Clinical and Pathological Features of Hydroa Vacciniforme-Like Lymphoproliferative Disorder Along with Risk Factors Indicating Poor Prognosis.

作者信息

Chang Li, Zhang Chaoyin, Lu Jingjing, Shen Jiahui, Hamal Krishna, Liu Donghua

机构信息

Department of Dermatology and Venereology, the First Affiliated Hospital of Guangxi Medical University, Nanning, People's Republic of China.

Guangxi Key Laboratory of AIDS Prevention and Treatment, Nanning, People's Republic of China.

出版信息

Infect Drug Resist. 2023 Mar 16;16:1545-1559. doi: 10.2147/IDR.S402040. eCollection 2023.

DOI:10.2147/IDR.S402040
PMID:36960391
原文链接:https://pmc.ncbi.nlm.nih.gov/articles/PMC10027612/
Abstract

PURPOSE

To examine the clinical and pathological features, laboratory markers, therapeutic options and risk factors indicating poor prognosis of hydroa vacciniforme-like lymphoproliferative disorder (HVLPD).

PATIENTS AND METHODS

Seven patients with HVLPD had their clinical and pathological data collected. Immunohistochemical staining, Epstein-Barr virus-encoded RNA (EBER) in situ hybridization experiments, T-cell receptor (TCR) gene rearrangement, RT-PCR tests and the Elisa assay were carried out.

RESULTS

The main clinical manifestations were papulovesicular lesions and ulcers on the face, neck, or trunk.

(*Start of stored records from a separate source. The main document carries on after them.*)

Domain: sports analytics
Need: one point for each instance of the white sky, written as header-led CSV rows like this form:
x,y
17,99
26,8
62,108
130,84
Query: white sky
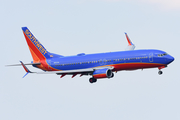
x,y
75,26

Five cases had systemic symptoms. Three of the deceased patients had significant facial edema, deep body necrosis, and ulceration. The pathological results demonstrated that lymphocytes infiltrated blood vessels and sweat glands in addition to the dermis and subcutaneous tissues. All patients tested positive for CD3 and EBER. Six cases tested positive for TCRβF1, but none tested positive for TCRδ. TCRγ monoclonal rearrangement, strongly positive expression of TIA-1 and a Ki67 proliferation index of 40% occurred in 3 fatal cases. When compared to the survival group, the plasma EBV DNA in the deceased group was considerably higher (<0.05). IFN-γ and TNF-α cytokine levels in patients were higher than in the control group, particularly in the deceased group (<0.05). The skin lesions on all patients recovered quickly underwent conservative care. Nonetheless, 3 patients passed away as the disease progressed in its latter stages.

CONCLUSION

In our cases, the main infiltrating cells were T cells and the dominant lymphocyte subclass was αβT cells. A significant increase in lgE level, plasma EBV DNA, IFN-γ, and TNF-α cytokine levels, decreased hemoglobin level, strongly positive expression of TIA-1, high Ki67 proliferation index, and positive TCR gene rearrangement are all indicators of a poor prognosis.

摘要

目的

探讨种痘样水疱病样淋巴增殖性疾病(HVLPD)的临床和病理特征、实验室指标、治疗选择及提示预后不良的危险因素。

患者与方法

收集7例HVLPD患者的临床和病理资料。进行免疫组织化学染色、爱泼斯坦-巴尔病毒编码RNA(EBER)原位杂交实验、T细胞受体(TCR)基因重排、逆转录聚合酶链反应(RT-PCR)检测及酶联免疫吸附测定(ELISA)。

结果

主要临床表现为面部、颈部或躯干的丘疹水疱性皮损及溃疡。5例有全身症状。3例死亡患者有明显面部水肿、深部躯体坏死及溃疡。病理结果显示淋巴细胞除浸润真皮和皮下组织外,还浸润血管和汗腺。所有患者CD3和EBER检测均为阳性。6例TCRβF1检测为阳性,但TCRδ均无阳性。3例死亡病例出现TCRγ单克隆重排、TIA-1强阳性表达及Ki67增殖指数为40%。与存活组相比,死亡组血浆EBV DNA显著更高(<0.05)。患者的干扰素-γ(IFN-γ)和肿瘤坏死因子-α(TNF-α)细胞因子水平高于对照组,尤其是死亡组(<0.05)。所有患者经保守治疗后皮损迅速恢复。尽管如此,3例患者在疾病后期病情进展而死亡。

结论

在我们的病例中,主要浸润细胞为T细胞,优势淋巴细胞亚类为αβT细胞。IgE水平、血浆EBV DNA、IFN-γ和TNF-α细胞因子水平显著升高、血红蛋白水平降低、TIA-1强阳性表达、高Ki67增殖指数及TCR基因重排阳性均为预后不良的指标。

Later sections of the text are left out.